The BFI Player is one of the best streaming services not enough people notice, notes Alasdair Stuart. It’s carefully curated, frequently updated and has a range of movies, incredible short films and a huge library of newsreel. Every time I go in there I find something new and interesting and I especially love how it’s become a component of the BFI’s seasons.
That’s true of Art of Action, a season running across the last two months of this year at multiple locations across the UK. BFI Southbank in London is a big part of that but it’s incredibly refreshing, and inspiring, to see a body like the British Film Institute work so hard to ensure that places outside the capital city are well served too. Here’s some of the UK-wide events tying in:
- Broadway Cinema’s action mini season designed for Under-25s and marginalised audiences, which will include a day of Robin Hood screenings to mark Nottingham’s Robin Hood Marathon.

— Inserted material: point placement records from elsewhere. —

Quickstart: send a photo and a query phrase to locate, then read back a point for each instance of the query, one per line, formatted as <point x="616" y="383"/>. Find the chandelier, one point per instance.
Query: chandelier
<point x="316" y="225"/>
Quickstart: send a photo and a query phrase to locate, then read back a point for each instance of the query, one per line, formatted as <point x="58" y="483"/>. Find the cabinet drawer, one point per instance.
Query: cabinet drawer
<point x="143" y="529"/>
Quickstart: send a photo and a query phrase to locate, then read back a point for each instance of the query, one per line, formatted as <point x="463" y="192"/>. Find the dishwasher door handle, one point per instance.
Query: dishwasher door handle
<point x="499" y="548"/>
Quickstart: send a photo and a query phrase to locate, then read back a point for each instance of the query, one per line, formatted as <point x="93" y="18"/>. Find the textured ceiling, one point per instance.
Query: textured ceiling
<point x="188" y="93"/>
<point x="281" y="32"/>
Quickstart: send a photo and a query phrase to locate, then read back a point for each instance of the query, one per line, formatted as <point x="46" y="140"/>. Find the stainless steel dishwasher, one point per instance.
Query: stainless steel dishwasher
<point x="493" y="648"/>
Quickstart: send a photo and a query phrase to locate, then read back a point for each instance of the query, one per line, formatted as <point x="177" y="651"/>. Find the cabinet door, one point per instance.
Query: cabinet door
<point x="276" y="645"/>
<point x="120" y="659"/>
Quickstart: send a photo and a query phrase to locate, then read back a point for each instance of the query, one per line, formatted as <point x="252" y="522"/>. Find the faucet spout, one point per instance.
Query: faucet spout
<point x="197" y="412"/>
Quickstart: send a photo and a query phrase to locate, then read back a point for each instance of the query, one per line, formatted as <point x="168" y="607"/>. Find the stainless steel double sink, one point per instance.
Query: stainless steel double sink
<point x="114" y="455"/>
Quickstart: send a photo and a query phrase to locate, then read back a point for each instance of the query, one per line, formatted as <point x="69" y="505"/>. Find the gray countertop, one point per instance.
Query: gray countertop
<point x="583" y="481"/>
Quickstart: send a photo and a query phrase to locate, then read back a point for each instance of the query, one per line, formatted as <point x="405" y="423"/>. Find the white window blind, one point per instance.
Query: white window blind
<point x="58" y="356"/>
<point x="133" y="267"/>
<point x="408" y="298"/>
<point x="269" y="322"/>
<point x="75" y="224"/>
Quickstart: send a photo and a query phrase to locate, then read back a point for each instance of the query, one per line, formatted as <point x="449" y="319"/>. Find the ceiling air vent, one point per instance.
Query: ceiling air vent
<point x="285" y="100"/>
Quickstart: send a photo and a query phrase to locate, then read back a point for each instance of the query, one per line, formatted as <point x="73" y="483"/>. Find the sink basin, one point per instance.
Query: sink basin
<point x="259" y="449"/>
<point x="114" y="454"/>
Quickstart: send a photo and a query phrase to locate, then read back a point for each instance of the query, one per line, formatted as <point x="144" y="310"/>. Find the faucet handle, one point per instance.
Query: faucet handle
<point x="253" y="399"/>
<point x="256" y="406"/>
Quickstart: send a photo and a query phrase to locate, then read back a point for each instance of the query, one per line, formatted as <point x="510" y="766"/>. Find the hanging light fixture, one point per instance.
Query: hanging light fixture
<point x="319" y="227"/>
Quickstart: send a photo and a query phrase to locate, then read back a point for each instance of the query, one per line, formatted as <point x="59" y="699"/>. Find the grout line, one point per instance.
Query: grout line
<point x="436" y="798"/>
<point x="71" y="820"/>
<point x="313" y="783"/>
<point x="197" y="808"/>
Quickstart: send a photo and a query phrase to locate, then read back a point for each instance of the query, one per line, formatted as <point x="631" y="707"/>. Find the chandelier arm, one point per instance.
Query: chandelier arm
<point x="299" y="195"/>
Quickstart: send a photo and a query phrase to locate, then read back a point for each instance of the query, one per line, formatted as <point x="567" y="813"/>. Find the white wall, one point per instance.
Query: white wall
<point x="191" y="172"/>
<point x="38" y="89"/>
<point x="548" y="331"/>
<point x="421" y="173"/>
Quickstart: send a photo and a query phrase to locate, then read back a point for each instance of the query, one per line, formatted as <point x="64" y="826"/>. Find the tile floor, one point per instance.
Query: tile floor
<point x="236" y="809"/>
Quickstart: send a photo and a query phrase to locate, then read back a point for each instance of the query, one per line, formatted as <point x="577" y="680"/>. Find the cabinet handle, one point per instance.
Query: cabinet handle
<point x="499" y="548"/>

- Call to Action, a programme curated by Reclaim the Frame that centres women of colour working in front of and behind the camera in the action genre, from the 90s to the present day. Comprising special events with guests including stunt performer Ayesha Hussian, panel conversations, demos and screenings, Call to Action will tour venues including Hackney Picturehouse, Dukes at Komedia Picturehouse (Brighton), Glasgow Film Theatre and Midlands Art Centre (Birmingham).
- Cromarty Kicks Ass, a tightly packed season of films run by Cromarty Community Cinema in the Highlands, Scotland, will address themes of justice, revenge, honour and the global desire to have the cinema shake with action, alongside parkour and capoeira demonstrations and workshops, and a free outdoor screening of a Jackie Chan classic accompanied by a live musician and torchlight lion dance.
- Exeter Phoenix: Smash The Glass, which will celebrate the women who have advanced action cinema both on and off-screen, delivered in partnership with Girls on Film critic and broadcaster Anna Smith, with collaborations from Plymouth Art Cinema.
- Fabrica in Brighton will deliver Creative Action, a weekend-long festival empowering young people aged 16-25, women and people of marginalized genders by repositioning the cultural significance of action films for audiences. The festival will engage these groups through partnerships with women, non-binary and queer-friendly martial arts clubs, a programme of shorts from local and international animators and a collaboration with their young film programmers’ group, Fresh Perspectives.
- The ninth edition of Fighting Spirit Film Festival, with martial arts shorts and features presented alongside martial arts and weapons demonstrations, a martial arts workshop and seminars on choreographing a short action sequence.
- Hyde Park Picture House Leeds’s programme exploring the history of car races and chases in global cinema, featuring talks and Q&As with academics, car enthusiasts and stuntwomen, plus a day-long educational session as part of Hyde Park Picture House’s Film School strand.
- The Magic Lantern screening Point Break alongside the local surf community in Tywyn with entertainment including a live band and a party; The General with live musical accompaniment and trips on the Talyllyn steam railway; martial arts demos, a free sword fighting workshop and Welsh filmmaker Garth Evans’ RAID II.
- MilkTea’s ESEA In Action, at Brixton Ritzy in London and City Screen in York, which will showcase a program of East and Southeast Asian (ESEA) cinema with their programme theme, Black x Asian cultural crossover, in partnership with Dark Matter.
- Mitchell Arts Centre’s celebration of the ‘original Hollywood action hero’, Buster Keaton, with enhanced screenings featuring live musical accompaniment from musician Meg Morley and an introduction from local film historian Ray Johnson.
- Queen’s Film Theatre Belfast’s programme spanning the breadth of the genre with special events including a celebration of women in action with film journalist Helen O’Hara, a stage combat demonstration by fight director Philip Rafferty, and an action all-nighter curated by QFT’s LUMI programmers.
Of particular interest to SFB readers should be Polity Society, last year’s self described ‘joyful kung fu Bollywood epic’ and a long over due re-release for Kathryn Bigelow’s surf-noir action classic, Point Break. If you’ve never seen it, you’re in for a treat. Also, your theories about what John Wick did before becoming the baba yaga are about to change radically.
More details can be found at
https://www.bfi.org.uk/news/bfi-unveils-major-uk-wide-new-season-art-action
and even more will be announced soon. The season runs October-December 2024.